State-of-the-art deep learning based audio codec supporting both mono 24 kHz audio and stereo 48 kHz audio.

MIT License

3.5k stars 304 forks source link

Questions about the pre-trained language model #15

Open Xue9901 opened 2 years ago

Xue9901 commented 2 years ago

❓ Questions

Thanks for the great work and the shared code! I have some questions about the pre-trained transformer language model：

Could you explain more details about the supervision for training the transformer(shown as L_l in Fig 1 in your paper)? My understanding is that you use a pre-trained language model and train some linear layers to model the distribution of codewords for each frame, but is there any other supervision for modeling the distribution or is the transformer also joint optimized with the whole encoder and decoder?

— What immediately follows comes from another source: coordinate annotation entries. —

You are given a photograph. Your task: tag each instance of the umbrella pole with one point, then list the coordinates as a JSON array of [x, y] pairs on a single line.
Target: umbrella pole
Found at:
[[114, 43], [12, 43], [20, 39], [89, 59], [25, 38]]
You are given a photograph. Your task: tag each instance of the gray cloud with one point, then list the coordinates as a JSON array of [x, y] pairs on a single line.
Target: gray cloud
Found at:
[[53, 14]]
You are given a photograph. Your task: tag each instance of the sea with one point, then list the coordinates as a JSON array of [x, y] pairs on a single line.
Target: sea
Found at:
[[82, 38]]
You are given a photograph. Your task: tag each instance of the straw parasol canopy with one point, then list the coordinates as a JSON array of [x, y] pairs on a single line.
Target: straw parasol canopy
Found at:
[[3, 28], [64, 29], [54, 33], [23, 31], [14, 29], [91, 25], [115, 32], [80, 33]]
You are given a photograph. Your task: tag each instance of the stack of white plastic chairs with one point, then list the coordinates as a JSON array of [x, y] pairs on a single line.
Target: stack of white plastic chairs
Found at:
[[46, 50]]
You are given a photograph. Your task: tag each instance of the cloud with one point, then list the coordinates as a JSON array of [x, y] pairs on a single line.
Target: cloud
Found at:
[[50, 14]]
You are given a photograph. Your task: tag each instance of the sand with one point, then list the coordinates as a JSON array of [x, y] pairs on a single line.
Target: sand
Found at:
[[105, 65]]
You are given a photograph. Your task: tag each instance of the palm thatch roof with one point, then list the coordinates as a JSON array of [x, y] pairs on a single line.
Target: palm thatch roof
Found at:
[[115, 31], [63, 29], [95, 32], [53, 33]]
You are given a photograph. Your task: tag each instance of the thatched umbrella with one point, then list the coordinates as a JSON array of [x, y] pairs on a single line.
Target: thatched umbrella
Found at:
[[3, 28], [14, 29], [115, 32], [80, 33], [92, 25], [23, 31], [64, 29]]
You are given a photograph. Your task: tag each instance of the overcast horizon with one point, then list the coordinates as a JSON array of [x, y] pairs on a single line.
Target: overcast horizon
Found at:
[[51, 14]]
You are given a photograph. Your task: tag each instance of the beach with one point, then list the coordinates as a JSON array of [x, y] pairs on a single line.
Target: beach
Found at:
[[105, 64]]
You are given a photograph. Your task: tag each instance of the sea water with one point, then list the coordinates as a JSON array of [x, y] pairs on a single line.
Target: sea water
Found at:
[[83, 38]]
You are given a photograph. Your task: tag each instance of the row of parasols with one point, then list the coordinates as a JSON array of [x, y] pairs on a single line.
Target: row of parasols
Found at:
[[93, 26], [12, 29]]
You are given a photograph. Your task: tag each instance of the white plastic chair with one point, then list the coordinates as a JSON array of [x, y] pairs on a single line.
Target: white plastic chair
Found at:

Looking forward for your reply! Snipaste_2022-11-06_16-42-53

adefossez commented 1 year ago

The transformer is trained a posteriori using a trained encoder / quantizer / decoder. The language model is not pretrained, it is only trained on the task of modeling the tokens from the underlying quantizer.

YWMditto commented 1 year ago

Thanks for your reply, but I want to ask what is the exact usage of this transformer module, how it can reduce bandwidth?

The transformer is trained a posteriori using a trained encoder / quantizer / decoder. The language model is not pretrained, it is only trained on the task of modeling the tokens from the underlying quantizer.

jhauret commented 1 year ago

If I can answer your question, it comes from Shannon's source coding theorem: given an alphabet of symbols, you can choose shorter codes for more likely symbols to reduce the overall length of the transmitted message, and thus bandwidth. The Transformer is used to estimate dynamically this code indices' probability in order to change the way they are encoded.

Also, I have another question: does the transformer is also trained in streaming mode (just like inference, with as many forwards as the encoded sequence length) or in classic seq2seq mode (with a single forward path)?

adefossez commented 1 year ago

The transformer is not trained in streaming mode, although we use some tricks to make it more compatible with streaming, e.g. we use random initial offset in the positional embedding and we limit the receptive field into the past. Then it is used in streaming mode, in particular in the decoder, as you must be able to decode the current token before you can make sense of the following bits.